Some of the above points may be moot. For example, as I note in this post, to support any type of “return-value-is-error-code” programming, your objects must have default constructors (or you construct objects on the heap and return pointers, which has its own disadvantages). The common alternative is to use an exception-based error-handling model and return anything you like from a function, but I am growing more and more leery of exceptions because of articles like this, this, and this; basically one must be very careful about cleaning up side-effects if an exception is thrown, and an exception may be thrown virtually anywhere. (Andrei Alexandrescu and Petru Marginean have developed an intriguing solution to this problem called the ScopeGuard.) Note that C# and Java also have the same side-effect related problems with exceptions, but as Michael Grier has noted, without deterministic finalization and references the problem is effectively insoluble in the general case. Scary. Furthermore, have you ever written code which needs to catch and recover from an exception? It is just ugly!
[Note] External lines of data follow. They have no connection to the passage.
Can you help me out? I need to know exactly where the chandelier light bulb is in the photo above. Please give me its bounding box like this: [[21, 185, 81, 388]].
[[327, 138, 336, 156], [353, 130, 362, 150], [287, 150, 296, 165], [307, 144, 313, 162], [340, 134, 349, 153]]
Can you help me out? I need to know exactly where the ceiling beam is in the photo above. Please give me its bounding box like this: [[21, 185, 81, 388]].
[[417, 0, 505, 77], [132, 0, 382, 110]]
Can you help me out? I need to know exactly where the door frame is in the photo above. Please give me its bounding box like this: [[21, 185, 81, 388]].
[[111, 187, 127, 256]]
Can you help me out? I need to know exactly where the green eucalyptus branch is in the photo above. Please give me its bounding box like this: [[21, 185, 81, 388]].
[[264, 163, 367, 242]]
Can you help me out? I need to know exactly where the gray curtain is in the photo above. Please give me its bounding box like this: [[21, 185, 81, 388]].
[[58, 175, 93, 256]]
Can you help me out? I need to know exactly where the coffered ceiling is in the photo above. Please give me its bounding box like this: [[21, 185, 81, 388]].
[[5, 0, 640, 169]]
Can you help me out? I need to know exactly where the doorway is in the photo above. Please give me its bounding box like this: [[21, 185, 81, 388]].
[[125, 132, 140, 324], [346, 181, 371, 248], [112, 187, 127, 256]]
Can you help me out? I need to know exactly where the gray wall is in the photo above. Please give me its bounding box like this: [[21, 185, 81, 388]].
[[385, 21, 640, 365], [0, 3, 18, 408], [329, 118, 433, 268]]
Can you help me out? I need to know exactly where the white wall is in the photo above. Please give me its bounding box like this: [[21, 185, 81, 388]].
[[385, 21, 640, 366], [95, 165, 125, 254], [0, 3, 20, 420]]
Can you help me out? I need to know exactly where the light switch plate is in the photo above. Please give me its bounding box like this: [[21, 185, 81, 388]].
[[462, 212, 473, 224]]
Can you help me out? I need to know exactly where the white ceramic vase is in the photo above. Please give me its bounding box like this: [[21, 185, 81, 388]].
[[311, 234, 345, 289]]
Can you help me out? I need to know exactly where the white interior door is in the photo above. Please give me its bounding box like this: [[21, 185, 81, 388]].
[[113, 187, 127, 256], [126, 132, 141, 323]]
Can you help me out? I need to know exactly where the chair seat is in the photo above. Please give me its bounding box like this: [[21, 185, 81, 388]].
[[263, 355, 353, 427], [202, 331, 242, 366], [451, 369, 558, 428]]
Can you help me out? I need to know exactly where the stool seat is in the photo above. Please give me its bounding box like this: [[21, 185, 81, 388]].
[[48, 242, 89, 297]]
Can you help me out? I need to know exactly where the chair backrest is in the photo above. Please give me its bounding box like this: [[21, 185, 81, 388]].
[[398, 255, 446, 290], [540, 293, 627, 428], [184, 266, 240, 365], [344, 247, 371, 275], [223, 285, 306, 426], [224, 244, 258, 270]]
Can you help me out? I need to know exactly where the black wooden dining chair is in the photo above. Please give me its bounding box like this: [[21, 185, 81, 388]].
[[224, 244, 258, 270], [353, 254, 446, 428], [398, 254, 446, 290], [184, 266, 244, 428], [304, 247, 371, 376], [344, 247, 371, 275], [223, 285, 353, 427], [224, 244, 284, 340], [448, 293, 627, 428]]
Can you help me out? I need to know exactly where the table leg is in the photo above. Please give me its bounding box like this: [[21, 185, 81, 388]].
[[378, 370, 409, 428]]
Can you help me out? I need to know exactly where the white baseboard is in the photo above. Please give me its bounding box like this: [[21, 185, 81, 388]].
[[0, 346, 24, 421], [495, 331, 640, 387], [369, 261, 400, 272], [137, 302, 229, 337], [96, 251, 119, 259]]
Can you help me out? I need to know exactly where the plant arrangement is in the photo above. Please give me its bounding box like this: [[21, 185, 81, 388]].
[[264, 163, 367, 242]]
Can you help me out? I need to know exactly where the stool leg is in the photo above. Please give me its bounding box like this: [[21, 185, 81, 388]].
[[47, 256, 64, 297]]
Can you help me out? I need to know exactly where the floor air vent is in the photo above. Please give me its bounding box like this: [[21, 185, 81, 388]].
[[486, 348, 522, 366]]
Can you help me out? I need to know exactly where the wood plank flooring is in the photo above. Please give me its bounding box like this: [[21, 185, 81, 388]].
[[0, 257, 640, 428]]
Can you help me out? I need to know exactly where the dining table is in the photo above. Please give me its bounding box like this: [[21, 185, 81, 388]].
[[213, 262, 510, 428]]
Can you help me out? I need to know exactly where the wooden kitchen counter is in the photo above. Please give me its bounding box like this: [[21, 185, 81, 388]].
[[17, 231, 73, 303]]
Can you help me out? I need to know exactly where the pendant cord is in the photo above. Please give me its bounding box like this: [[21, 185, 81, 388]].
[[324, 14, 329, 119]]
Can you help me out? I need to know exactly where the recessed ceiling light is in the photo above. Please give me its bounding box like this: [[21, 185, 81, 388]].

What’s the solution? I’m starting to lean towards Grier’s suggestion of RAII and status codes. RAII seems to largely be a no-brainer — perhaps augmented with ScopeGuard — but I’m not sure how to deal with returning objects from functions, especially if they don’t have a default constructor. As for preferring status codes to exceptions, I found this quote by Grier to be amusing:

Ada’s original guideline on exception usage was probably the best I’ve heard (something to the effect of “no correct program may rely on exception handling for correct execution”) but stuck its head in the sand on the issue of “uh, then what do you use them for?”

I suppose the answer to the question is truly exceptional situations, like when your computer is on fire — where reasonable recovery methods are unavailable.

However, there’s a problem. Exception-based error handling mechanisms are viral — just ask anyone who wants to use the STL from a COM component. It can be terribly annoying to write functions which look like:

HRESULT DoStuff(...)
{
    HRESULT hr;

    try {
        ... use a function which throws an exception
    } catch (...) {
        hr = E_FAIL;
    }

    ...
}

There’s also the problem that without exceptions, one cannot generate a failure from a constructor or overloaded operator. (BTW, one shouldn’t ever throw an exception from a destructor as per the basic exception safety guarantee).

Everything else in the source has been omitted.